Field Sparrow Singing – A Less Common Song

A calm, cool, crisp, exquisite spring morning, with a cloudless blue sky and winter-bare trees in a hesitant haze of palest green, like a mist. Water oaks are leafing out in pale tiny leaves; sweet gums, further along, shimmer with fresh foliage, and dogwoods hover greenish-white with blooms almost ready to open. And all these trees around our yard, and a few remaining pines, too, were filled with sparkling, quivering, delicate music – the songs of Yellow-rumped Warblers. All winter long, all they’ve expressed is dry, gray comments of check! And now, suddenly, they bloom into floral, silvery songs.

Northern Cardinal, Carolina Wren, Tufted Titmouse, Carolina Chickadee, Chipping Sparrow, Brown Thrasher, Louisiana Waterthrush, and Ruby-crowned Kinglet also sang – and a Black-and-white Warbler sang weesa-weesa-weesa.
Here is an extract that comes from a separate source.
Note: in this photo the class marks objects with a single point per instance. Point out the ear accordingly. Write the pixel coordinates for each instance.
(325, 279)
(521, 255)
A couple of Mourning Doves and three Dark-eyed Juncos searched for seeds under the feeders in the front yard. A Yellow-bellied Sapsucker flew to the trunk of a pecan tree. A pair of Downy Woodpeckers tapped on branches and worked on one of the feeders. A Red-bellied Woodpecker called quurrrr.

But the real gift of the morning was the bright, cheery, bouncing song of a Field Sparrow, a series of clear whistled notes followed by several falling notes that are usually described as a trill, but sound to me like the tap-tap-tap-tapping of a ping-pong ball. The Field Sparrow perched in the limbs of a young red maple tree, among new young red leaves, a very small, plain, ordinary-looking, brown-streaked sparrow with a soft rusty cap, a gray and rusty face and thin white eye-ring, and a small pink bill and pink legs.

A common bird of old fields, pastures and clearings, the Field Sparrow used to be a bird I heard and saw often. It’s an old and familiar friend. But in recent years, I have found them less and less often, so when I hear or see one now, I notice it more. While still considered widespread in eastern North America, populations of Field Sparrows are known to be declining, probably because of loss of the brushy, weedy habitat they need. They like weeds and open fields – and fade away when subdivisions, lawns and street lights replace the open, untended spaces.

I don’t know why this one was here, and doubt it will stay, but it was a pleasure to hear and see it passing through.